Labor Day isn't about getting a day off from work, barbecuing or
spending some extra time with friends or family, labor activists said Monday
during their annual Labor Day gathering.
Instead, it's about remembering the sacrifices made by workers in the past and the gains that have been made and identifying challenges that are still ahead, they said.
About 300 labor, political and community leaders gathered Monday for the Central Labor Union's 40th annual Labor Day Breakfast at the Wyndham El Paso Airport Hotel.
"It should be a day of reflection, reaffirmation and education," said Claude Cummings Jr., District 6 vice president for the Communications Workers of America and Monday's keynote speaker. Cummings represents 70,000 workers in five states including Texas.
"We have so many young people who don't know that the 40-hour workweek, weekends, holidays and other things the middle class enjoys have been the result of labor," Cummings said before his speech. "There wouldn't be a robust middle class in this country without labor."
Still, labor is facing a crisis and has lost considerable clout since the 1980s, he said.
Just about 11 percent of workers are unionized now compared to more than 20 percent three decades ago, Cummings said.
Labor unions need to do a better job of educating younger workers about why unions are still needed, he said. They also need to join together and form coalitions with other like-minded groups such as the NAACP to help better the lives of working people, he added.

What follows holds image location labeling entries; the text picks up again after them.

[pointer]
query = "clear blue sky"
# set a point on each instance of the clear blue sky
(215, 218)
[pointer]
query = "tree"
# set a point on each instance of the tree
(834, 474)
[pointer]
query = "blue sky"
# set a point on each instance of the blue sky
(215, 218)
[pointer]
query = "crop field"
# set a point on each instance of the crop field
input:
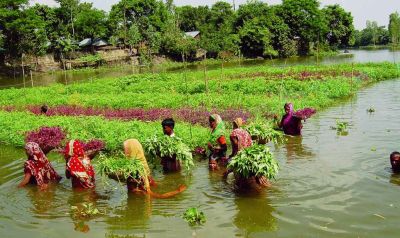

Susie Aguilera, president of the El Paso Central Labor Union which organizes the annual breakfast event, said labor unions are more important than ever.
"Some folks wonder
if labor unions are necessary, if social injustice has gone away," Aguilera said. "Are we getting fair wages? Are women being treated equally? Are we working under safe conditions? Does child labor still exist? Can you honestly say it doesn't?
"Folks say there are laws in place to ensure that those things don't happen," Aguilera continued. "We know laws can be revoked to benefit injustice."

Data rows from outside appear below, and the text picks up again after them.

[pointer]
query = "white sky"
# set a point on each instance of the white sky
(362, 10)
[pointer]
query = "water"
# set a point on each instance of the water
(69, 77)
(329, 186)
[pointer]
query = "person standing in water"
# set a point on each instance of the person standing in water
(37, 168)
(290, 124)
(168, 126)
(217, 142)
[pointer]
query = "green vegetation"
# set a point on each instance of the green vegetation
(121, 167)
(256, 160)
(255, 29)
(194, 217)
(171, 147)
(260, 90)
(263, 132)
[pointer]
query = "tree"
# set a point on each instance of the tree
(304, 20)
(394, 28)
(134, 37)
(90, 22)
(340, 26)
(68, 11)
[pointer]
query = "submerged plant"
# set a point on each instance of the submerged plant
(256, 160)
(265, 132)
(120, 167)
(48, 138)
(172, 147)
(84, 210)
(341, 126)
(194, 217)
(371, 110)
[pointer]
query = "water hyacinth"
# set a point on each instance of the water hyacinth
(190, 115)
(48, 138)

Being involved is now more important than ever, Aguilera said. "And we are coming," she said.
Becky Moeller, president of the Texas AFL-CIO, was one of the visiting dignitaries. The gains that labor have made over the years are being "chipped away at" and labor activists need to keep vigilant, Moeller said.
Aguilera was one of two labor activists honored during the event. Aguilera, also chief steward and secretary-treasurer for the American Federation of Government Employees Local 2516, was named Labor Advocate of the Year.

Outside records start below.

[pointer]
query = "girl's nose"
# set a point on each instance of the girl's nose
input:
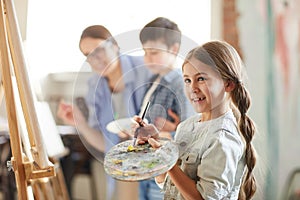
(195, 88)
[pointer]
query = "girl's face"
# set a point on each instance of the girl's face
(100, 54)
(205, 89)
(158, 58)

Osvaldo De La Fuente was given the Lifetime Achievement Award. De La Fuente has been involved with the National Association of Letter Carriers since he started working for the U.S. Postal Service in 1985. He has held several leadership positions within the union and has been active in the Central Labor Union.
Amanda Petty, a math major at Texas A&M and a Coronado High School graduate, was given a $1,000 scholarship during the event. The breakfast helps to raise money for scholarships for the children and grandchildren of union members.